Kate Liberman of HVSF will lead effort to expand
Michael Turton spoke with Kate Liberman, the newly appointed board president of the Cold Spring Area Chamber of Commerce, about the organization’s priorities for the upcoming year. Liberman is managing director of the Hudson Valley Shakespeare Festival. Her responses have been edited for brevity.
Have you been involved with other chambers?
Before moving here two years ago I was with the Laguna Playhouse in Laguna Beach, California, a small town with many similarities to Cold Spring, including visitors getting away from the city and parking issues. Prior to that I was with the Berkeley Repertory Theatre and attended meetings of the Downtown Business Association there.
What makes the Cold Spring business community unique?
We have diverse businesses both on Main Street and outside the village, and they have unique customers: tourists versus residents looking for an electrician or insurance agent. The number of strong nonprofits such as Glynwood, Boscobel and Manitoga is also distinctive for a small community.
What did you glean from the chamber’s brainstorming event at Glynwood in November?
I heard that we have to bring the different types of businesses together, from Main Street shops and contractors to plumbers and IT specialists. There were also a lot of great ideas presented, including from new businesses. We have to take advantage of that.
Has the new board discussed priorities for 2017 ?
Next week is our second meeting. We have set the events calendar and will have monthly membership meetings with breakfast sessions devoted to business education and evening mixers for networking and finding ways to collaborate.
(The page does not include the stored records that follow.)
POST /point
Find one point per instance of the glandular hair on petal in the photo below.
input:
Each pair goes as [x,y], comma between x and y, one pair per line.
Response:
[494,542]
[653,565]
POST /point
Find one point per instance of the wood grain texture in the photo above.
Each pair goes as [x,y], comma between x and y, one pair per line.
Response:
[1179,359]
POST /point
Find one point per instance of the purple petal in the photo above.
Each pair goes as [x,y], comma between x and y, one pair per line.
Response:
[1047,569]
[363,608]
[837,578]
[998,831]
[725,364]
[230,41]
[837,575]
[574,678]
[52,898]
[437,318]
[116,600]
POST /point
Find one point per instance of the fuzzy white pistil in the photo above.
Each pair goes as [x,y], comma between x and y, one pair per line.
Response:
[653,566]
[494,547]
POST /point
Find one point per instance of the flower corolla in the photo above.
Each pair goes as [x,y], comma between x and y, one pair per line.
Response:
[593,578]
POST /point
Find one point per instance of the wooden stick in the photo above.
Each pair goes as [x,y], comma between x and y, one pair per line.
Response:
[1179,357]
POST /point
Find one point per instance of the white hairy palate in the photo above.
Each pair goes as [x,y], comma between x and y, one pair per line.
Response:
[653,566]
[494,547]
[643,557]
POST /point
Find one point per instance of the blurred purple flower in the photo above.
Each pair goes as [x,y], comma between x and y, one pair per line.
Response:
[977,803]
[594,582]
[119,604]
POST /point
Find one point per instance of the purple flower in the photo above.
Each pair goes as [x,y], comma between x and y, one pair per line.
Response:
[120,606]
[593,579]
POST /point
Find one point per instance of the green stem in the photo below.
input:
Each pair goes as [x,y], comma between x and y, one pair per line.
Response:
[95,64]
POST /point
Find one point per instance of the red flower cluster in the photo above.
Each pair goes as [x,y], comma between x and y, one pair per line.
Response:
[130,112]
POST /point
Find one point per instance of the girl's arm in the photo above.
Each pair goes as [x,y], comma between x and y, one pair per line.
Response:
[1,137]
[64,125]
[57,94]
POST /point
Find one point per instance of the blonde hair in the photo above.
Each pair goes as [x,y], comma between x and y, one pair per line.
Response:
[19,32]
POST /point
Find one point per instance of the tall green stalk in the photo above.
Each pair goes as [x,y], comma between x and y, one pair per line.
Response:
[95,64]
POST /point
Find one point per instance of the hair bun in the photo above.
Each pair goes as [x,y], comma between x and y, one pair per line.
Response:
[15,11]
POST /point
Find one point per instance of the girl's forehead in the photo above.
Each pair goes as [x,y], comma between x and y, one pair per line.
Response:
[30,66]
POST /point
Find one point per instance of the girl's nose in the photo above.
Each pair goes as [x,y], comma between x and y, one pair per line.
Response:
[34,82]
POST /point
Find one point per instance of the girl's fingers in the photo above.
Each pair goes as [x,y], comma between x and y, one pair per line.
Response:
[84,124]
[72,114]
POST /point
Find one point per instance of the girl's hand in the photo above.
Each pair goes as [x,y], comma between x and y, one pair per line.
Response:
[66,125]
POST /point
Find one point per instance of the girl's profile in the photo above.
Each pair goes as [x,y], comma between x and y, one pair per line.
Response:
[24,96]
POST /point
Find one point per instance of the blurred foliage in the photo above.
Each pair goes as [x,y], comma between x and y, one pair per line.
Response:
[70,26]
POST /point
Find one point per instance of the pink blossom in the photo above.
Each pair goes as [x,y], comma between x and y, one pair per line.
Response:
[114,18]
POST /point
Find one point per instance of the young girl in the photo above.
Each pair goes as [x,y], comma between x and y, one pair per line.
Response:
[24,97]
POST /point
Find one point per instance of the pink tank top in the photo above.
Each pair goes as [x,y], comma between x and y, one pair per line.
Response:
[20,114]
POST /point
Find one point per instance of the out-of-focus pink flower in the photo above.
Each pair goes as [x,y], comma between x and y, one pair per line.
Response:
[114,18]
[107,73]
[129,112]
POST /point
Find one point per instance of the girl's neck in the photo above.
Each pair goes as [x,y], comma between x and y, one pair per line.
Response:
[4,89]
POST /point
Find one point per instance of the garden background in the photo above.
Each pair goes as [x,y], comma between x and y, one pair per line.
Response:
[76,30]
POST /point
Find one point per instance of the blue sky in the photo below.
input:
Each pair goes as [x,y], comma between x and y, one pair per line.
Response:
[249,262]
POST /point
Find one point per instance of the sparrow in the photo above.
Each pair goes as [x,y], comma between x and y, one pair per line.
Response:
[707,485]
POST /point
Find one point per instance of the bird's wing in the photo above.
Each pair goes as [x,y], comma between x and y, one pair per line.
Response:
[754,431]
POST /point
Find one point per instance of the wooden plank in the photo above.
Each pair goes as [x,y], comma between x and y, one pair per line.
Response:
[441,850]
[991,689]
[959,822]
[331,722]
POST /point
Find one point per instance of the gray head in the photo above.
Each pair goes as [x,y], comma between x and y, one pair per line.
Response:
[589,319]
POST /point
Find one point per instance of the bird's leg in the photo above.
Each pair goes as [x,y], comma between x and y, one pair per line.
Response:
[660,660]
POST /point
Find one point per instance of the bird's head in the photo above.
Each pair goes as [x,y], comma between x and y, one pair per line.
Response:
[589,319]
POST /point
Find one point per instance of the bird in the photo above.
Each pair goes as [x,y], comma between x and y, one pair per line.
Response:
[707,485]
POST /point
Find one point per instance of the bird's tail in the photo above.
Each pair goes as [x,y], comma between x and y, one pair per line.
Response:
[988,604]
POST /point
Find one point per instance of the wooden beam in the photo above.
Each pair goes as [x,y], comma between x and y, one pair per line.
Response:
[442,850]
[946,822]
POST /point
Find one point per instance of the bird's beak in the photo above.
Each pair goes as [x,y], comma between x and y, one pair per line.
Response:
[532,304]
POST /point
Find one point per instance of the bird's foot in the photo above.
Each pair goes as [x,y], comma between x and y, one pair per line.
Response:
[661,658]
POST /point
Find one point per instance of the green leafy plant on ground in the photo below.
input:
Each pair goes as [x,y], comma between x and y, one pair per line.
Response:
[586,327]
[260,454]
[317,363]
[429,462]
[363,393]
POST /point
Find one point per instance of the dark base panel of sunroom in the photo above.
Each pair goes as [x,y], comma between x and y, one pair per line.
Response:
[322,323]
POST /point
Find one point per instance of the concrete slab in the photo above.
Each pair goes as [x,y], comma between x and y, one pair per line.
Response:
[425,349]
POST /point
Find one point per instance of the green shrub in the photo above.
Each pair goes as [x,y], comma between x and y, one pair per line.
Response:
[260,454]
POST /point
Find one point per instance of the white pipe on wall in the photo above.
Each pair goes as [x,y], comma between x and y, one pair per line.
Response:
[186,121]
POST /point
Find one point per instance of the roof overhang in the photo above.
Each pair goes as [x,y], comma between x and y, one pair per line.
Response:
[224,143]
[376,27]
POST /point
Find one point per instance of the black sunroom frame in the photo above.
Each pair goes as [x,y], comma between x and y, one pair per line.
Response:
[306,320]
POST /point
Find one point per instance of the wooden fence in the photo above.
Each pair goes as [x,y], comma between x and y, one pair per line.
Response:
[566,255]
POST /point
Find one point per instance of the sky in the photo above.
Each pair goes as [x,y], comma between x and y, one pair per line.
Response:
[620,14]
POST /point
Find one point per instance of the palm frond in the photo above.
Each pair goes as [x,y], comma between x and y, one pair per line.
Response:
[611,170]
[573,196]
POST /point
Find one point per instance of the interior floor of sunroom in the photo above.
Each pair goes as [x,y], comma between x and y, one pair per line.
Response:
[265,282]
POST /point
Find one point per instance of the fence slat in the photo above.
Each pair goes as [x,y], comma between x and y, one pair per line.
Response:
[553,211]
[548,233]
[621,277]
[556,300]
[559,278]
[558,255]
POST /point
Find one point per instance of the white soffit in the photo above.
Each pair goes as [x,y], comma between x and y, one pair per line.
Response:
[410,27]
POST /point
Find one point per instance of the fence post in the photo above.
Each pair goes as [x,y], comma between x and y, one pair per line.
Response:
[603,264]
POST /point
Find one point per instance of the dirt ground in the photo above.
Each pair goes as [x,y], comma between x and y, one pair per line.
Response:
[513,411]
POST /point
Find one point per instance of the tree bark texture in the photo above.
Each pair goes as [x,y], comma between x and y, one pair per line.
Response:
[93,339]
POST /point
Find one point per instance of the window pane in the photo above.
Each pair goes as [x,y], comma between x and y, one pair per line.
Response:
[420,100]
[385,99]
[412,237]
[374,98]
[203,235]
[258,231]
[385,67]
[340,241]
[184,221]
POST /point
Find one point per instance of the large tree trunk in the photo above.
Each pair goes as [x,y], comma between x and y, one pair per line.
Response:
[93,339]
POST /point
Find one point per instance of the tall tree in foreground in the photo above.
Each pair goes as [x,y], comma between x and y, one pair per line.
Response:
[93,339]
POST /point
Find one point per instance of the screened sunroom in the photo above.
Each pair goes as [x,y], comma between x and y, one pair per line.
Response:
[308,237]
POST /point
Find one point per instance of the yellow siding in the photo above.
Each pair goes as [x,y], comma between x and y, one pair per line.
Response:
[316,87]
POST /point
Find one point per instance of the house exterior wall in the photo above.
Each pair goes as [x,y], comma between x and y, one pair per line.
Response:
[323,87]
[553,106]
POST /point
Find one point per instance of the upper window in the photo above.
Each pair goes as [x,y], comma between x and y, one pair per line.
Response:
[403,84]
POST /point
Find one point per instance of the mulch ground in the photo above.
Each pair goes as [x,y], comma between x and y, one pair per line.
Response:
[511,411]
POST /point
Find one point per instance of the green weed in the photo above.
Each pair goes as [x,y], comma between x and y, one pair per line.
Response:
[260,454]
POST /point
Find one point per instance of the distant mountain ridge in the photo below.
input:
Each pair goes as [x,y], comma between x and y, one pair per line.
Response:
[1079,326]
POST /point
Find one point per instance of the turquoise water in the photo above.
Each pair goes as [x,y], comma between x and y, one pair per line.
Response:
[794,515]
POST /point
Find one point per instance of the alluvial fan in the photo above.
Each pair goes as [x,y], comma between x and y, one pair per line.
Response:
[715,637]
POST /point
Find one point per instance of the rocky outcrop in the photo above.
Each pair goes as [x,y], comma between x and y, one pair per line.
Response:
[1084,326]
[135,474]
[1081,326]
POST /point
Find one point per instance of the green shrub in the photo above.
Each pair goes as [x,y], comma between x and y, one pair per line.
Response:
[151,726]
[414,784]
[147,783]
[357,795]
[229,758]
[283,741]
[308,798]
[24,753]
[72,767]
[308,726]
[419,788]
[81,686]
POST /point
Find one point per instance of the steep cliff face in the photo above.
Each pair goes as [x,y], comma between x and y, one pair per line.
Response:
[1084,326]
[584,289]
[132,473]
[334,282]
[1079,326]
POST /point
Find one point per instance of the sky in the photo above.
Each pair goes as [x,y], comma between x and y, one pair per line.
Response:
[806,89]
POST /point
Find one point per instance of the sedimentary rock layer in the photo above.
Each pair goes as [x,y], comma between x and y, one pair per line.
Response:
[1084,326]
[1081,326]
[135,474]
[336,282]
We’re also planning a newsletter that will include business news from national organizations and local chambers.
Do you have a pet project you’d like to see initiated?
Not a pet project, but we have to be responsive to our membership. Our big goal is to bring the diverse businesses in this community together. Most of the new board members are not from Main Street and some joined to help us think about that goal. We’re eager to hear from members on that issue.
Chamber-sponsored events such as the town-wide tag sale, summer music series and Halloween parade are popular with residents, but do they help business?
Others have brought that up. We want those events to continue, if it is financially viable. They bring business to Main Street but not to our full membership.
The Chamber website has been greatly improved but is very tourism-oriented. Is that at the expense of non-tourism businesses?
We want to tweak it, giving all businesses equal opportunity to be featured on the site. And we want residents to find it useful when they need to find a local business.
Many feel it is unnecessary for this small community to have two business groups — the Chamber and the Cold Spring Merchants’ Association. Will the new board address that issue?
[Immediate past president] Alison Anthoine and the previous board spent a lot of time working closely with the Merchants’ Association. We want to continue to build on that relationship.
The Chamber has 85 members, which seems like too few for an all-volunteer organization. Is thought being given to partnering or merging with the Beacon Chamber?
That is something Alison mentioned toward the end of her term. We’d love to discuss how we can collaborate with Beacon; there may be economies of scale in partnering for specific events.
There is a dearth of local tourism data to support marketing efforts. Should the Chamber gather visitor information such as hometown, mode of transportation, length of stay, spending, etc.?
We do that at HVSF. It would be good to reach out to other organizations to see what they do.
What could Putnam County Tourism do to aid the Chamber?
We can’t ask much of them until they hire an executive director. We have a good liaison with Barney Molloy on our board. [Molloy is also president of the Putnam Tourism board.]